MADRID — Spain, which has become a world leader in gay rights in recent years, is to get its first gay Christian church to celebrate marriages between same-sex couples, a news report said Sunday.

The US-based Metropolitan Community Churches (MCC) is to open a congregation in Madrid in October, the daily El Mundo said.

On its website, MCC said it was founded California in 1968 as "the world's first church group with a primary, positive ministry to gays, lesbians, bisexual and transgender persons."

It now claims 43,000 members in 300 congregations in 22 countries.

El Mundo said a lesbian couple, both Spaniards living in Canada, have come to Madrid to register an MCC congregation with the justice ministry which they expect to open in October.

"We are the first (gay) church in Spain," one of the pair, Raquel Benitez, told the paper.

"There are Christian groups that want to establish some type of (gay) religious organization but they have neither the importance nor the international support that MCC has.

"We want to fill a gap that exists, a spiritual gap for homosexuals, for transsexuals and for any person that does not have a feel for other religions."

Homosexuality was only legalized in Roman Catholic Spain in 1979, shortly after the death of dictator Francisco Franco whose regime shipped off gays to institutions that some activists have likened to concentration camps.

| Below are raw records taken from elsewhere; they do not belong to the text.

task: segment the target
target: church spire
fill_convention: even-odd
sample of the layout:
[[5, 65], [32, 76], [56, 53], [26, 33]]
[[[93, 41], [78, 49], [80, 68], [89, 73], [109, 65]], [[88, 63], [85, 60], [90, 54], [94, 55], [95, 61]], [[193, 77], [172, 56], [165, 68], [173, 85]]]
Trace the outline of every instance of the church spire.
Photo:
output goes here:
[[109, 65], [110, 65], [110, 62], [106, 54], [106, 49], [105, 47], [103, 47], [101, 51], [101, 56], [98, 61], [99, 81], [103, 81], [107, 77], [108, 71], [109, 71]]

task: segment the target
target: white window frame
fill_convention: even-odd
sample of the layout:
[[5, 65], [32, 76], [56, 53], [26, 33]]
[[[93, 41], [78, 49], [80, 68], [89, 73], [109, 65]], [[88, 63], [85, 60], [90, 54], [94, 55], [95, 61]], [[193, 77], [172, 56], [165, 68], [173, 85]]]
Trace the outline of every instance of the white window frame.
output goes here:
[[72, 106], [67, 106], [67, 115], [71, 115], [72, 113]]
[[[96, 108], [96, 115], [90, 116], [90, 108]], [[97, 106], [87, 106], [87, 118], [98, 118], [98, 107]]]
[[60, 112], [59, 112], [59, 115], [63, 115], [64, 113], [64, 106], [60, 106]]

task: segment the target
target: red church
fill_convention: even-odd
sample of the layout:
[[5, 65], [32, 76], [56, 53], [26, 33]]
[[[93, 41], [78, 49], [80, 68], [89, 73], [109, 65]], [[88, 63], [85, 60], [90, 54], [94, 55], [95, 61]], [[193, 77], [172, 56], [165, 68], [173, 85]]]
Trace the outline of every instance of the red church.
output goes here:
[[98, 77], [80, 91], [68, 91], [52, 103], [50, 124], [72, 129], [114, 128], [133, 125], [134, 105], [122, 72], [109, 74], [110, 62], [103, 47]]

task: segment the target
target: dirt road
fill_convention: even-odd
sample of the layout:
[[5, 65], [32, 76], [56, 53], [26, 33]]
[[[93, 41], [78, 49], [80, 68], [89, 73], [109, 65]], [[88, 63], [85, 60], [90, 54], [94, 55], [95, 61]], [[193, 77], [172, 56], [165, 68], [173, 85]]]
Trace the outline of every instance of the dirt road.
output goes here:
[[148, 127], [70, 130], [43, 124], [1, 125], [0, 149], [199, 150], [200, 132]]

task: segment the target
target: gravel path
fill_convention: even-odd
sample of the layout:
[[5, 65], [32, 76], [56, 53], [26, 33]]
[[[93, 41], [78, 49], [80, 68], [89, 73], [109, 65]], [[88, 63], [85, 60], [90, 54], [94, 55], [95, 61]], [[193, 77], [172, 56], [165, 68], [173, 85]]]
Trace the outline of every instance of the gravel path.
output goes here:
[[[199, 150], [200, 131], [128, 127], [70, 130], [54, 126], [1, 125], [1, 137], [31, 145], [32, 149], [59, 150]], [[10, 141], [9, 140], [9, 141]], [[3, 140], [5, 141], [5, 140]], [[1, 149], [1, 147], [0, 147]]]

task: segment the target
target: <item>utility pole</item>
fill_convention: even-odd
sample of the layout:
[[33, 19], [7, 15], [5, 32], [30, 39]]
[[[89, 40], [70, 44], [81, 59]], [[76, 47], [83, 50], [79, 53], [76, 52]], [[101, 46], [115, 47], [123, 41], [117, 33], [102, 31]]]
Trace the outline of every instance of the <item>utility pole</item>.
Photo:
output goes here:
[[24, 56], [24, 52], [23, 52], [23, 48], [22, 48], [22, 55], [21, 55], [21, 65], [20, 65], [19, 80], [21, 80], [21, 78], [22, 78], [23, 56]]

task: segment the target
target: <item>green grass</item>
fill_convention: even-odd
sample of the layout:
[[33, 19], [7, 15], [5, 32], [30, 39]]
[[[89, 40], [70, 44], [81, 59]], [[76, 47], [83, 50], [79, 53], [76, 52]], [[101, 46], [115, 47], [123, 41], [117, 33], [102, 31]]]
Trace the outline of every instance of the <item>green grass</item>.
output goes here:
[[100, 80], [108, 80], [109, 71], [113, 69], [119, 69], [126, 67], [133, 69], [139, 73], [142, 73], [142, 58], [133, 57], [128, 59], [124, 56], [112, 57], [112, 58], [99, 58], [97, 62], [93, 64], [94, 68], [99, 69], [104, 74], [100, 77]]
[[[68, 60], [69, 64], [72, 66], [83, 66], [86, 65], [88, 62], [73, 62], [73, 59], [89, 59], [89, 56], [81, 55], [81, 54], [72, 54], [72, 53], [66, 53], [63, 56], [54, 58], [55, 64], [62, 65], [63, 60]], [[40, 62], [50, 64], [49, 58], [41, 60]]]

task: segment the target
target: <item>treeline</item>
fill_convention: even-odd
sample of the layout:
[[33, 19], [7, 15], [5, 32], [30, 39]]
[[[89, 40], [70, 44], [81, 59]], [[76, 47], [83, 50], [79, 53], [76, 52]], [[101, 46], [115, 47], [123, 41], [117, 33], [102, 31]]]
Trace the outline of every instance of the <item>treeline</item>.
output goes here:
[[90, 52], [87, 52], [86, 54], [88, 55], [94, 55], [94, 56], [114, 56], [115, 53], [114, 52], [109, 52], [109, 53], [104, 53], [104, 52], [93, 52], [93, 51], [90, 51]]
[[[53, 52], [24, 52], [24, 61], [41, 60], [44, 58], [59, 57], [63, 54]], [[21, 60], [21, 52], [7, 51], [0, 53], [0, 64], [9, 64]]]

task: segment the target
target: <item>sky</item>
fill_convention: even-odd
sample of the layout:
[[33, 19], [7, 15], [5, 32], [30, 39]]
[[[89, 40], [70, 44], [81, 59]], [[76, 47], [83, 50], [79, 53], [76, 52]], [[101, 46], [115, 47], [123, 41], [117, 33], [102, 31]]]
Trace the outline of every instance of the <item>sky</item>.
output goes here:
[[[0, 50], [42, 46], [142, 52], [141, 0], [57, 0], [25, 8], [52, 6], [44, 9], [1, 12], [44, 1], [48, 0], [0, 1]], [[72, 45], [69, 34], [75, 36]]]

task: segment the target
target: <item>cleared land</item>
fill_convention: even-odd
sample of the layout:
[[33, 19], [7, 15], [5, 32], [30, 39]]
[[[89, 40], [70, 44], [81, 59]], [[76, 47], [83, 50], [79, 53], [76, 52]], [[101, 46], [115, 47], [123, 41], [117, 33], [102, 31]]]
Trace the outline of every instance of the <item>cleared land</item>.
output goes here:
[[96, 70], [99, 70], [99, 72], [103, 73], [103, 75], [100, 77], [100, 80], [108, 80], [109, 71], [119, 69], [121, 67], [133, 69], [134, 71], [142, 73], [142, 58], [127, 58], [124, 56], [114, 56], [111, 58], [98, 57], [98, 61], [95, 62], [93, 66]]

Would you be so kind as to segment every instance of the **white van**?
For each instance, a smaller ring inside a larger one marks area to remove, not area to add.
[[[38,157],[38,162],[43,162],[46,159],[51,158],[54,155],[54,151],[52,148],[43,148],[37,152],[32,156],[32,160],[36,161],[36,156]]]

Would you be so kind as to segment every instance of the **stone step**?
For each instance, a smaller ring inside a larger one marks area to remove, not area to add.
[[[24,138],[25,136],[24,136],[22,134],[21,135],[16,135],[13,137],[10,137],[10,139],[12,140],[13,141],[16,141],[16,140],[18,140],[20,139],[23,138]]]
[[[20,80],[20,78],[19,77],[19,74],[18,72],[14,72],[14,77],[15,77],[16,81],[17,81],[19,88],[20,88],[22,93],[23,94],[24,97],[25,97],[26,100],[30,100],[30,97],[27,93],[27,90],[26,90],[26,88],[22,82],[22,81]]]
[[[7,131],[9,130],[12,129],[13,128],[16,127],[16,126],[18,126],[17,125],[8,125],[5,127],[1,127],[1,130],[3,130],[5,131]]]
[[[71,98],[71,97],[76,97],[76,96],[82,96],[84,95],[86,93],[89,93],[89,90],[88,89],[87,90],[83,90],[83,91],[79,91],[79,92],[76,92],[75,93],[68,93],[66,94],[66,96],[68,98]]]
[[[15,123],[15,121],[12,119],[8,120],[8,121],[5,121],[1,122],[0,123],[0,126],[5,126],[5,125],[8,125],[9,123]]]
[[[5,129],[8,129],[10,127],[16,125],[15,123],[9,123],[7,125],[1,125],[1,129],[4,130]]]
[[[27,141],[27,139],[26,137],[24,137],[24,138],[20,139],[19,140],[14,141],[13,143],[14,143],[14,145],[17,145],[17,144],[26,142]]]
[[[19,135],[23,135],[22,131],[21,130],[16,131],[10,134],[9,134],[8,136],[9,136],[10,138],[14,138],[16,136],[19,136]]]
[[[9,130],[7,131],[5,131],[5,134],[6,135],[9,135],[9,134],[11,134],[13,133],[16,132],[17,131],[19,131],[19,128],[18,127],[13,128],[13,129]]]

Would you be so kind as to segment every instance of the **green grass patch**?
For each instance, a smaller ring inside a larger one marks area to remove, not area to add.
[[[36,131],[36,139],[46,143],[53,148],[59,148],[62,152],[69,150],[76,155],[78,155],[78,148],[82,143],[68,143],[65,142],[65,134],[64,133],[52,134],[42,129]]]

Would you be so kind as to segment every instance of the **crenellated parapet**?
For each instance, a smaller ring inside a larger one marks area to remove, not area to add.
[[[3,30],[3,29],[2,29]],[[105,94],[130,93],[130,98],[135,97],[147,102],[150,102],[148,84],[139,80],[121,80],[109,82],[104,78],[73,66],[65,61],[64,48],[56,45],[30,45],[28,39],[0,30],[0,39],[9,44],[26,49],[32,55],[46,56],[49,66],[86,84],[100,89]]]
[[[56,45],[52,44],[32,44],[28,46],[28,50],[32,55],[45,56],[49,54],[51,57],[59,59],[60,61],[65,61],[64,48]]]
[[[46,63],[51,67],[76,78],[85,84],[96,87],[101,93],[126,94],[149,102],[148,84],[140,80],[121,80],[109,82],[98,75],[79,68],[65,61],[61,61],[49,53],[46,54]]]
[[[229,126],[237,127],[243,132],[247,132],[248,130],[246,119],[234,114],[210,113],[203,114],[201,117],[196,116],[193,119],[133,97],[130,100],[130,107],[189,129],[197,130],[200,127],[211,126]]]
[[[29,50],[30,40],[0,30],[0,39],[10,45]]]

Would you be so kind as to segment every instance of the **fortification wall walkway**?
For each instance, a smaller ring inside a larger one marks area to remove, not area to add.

The Socialist government of Prime Minister Jose Luis Rodriguez Zapatero has sought to promote gays rights as part of a liberal social agenda.

In 2005 it passed a law to allow same-sex marriages, making Spain only the third member of the European Union, after Belgium and the Netherlands, to do so.

Since then, thousands of gay marriages have been performed in the country.

But the measure has drawn the ire of the Roman Catholic Church in Spain and a section of the conservative opposition Popular Party.